By: Christine Sunderland
Publisher: eLecto Publishing
Publication Date: May 2016
Reviewed by: Anita Lock
Date: July 5, 2016
Christine Sunderland offers a thought-provoking viewpoint on the collapse of Western civilization in her latest murder mystery.
Twenty-two-year-old Cal student Jessica Thierry witnesses the rape and murder of a young woman while walking on the scenic Fire Trail. It is difficult for Jessica to get the horrific images out of her thoughts. Jessica is particularly unnerved by the fact that she and the murderer made eye contact. Between his dysfunctional family issues and the murder, Jessica has to find a way to keep her attention on her history dissertation research, instead of allowing herself to be engulfed by fear and worry. Fortunately, her advisor points her in the direction of the Comerford House, the perfect place to gather information for her thesis.
Another Cal grad, twenty-six-year-old Zachary Aguilar hasn't been able to get Jessica off of his mind since he encountered her in one of his classes. While helping his docent mom Anna out at the Comerford House, Zachary is caught off guard when Jessica not only attends a house tour, but also applies for the open assistant docent position. A strong bond begins to build between Zachary and Jessica. Plus, Zachary's Catholic beliefs start to rub off on Jessica, providing her with a deep sense of peace and encouragement during this troubled season in her life. Yet Jessica is unaware that her newfound faith will soon undergo testing.
Sunderland chooses her own stomping ground for the backdrop in her sixth religious novel. Featuring the popular Fire Trail frequented by "joggers, walkers, and hikers of all ages," Sunderland has created a story that draws from the Catholic faith as well as raises issues of free speech and relaxed sexuality (as a result of the sexual revolution of the 1960s) and its effects on society. Sunderland's fictional cast is surrounded by the histories of Berkley and the beneficial work of the Presentation Sisters, while punctuating factual news articles from September 2014.

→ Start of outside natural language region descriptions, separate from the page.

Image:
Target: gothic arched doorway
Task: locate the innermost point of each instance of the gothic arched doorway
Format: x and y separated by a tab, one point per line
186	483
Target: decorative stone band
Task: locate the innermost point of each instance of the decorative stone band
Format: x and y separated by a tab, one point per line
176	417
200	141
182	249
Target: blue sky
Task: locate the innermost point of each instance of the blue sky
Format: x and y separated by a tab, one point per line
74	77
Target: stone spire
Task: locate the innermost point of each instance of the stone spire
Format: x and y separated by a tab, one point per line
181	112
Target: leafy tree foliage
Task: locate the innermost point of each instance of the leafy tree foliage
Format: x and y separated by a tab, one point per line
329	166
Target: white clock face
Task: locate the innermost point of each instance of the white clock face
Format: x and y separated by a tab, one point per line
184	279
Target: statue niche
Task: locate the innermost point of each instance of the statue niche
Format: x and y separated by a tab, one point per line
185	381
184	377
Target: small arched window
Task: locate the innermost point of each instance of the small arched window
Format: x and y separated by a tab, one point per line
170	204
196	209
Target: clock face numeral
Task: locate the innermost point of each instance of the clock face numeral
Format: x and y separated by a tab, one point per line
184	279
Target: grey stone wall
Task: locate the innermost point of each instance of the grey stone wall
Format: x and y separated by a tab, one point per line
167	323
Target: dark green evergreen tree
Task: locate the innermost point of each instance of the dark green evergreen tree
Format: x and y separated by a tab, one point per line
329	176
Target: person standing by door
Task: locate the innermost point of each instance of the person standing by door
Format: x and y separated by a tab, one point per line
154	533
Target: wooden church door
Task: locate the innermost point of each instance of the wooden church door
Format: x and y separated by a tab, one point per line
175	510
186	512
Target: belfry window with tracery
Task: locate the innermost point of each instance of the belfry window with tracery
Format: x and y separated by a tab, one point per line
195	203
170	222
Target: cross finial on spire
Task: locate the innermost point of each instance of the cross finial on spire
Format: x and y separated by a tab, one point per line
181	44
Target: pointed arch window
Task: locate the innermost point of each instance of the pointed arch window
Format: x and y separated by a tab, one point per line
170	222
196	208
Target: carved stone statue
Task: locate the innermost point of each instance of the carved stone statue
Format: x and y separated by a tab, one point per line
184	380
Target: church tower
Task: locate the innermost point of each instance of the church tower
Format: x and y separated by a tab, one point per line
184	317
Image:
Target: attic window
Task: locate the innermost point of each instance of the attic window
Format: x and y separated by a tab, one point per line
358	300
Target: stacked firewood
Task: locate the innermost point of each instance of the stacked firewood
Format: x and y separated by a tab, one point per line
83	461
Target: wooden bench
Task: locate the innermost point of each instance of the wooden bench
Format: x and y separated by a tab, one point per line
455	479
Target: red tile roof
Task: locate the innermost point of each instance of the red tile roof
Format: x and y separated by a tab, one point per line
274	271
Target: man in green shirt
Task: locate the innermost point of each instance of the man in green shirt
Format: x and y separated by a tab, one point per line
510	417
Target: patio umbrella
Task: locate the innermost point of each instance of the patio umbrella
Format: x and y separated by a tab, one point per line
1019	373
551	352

Forthright about her deep concerns with "America's cultural collapse, the decline in civil order, and threats to freedom of speech and religion," Sunderland unflinchingly weaves in conservative perspectives that give readers plenty of food for thought. Examples include speeches from speakers at the Fidelity Society highlighting sexual purity and encouraging traditional marriage. Although fictionalized, the Fidelity Society "is loosely based on the Anscombe Society (which began at Princeton), and the Love and Fidelity network, which links such university groups." Incorporating a flurry of expected and unanticipated scenes, Sunderland's plot is a nice mix of fact and mystery from beginning to end.
Quill says: The Fire Trail is a perfect read for religious enthusiasts.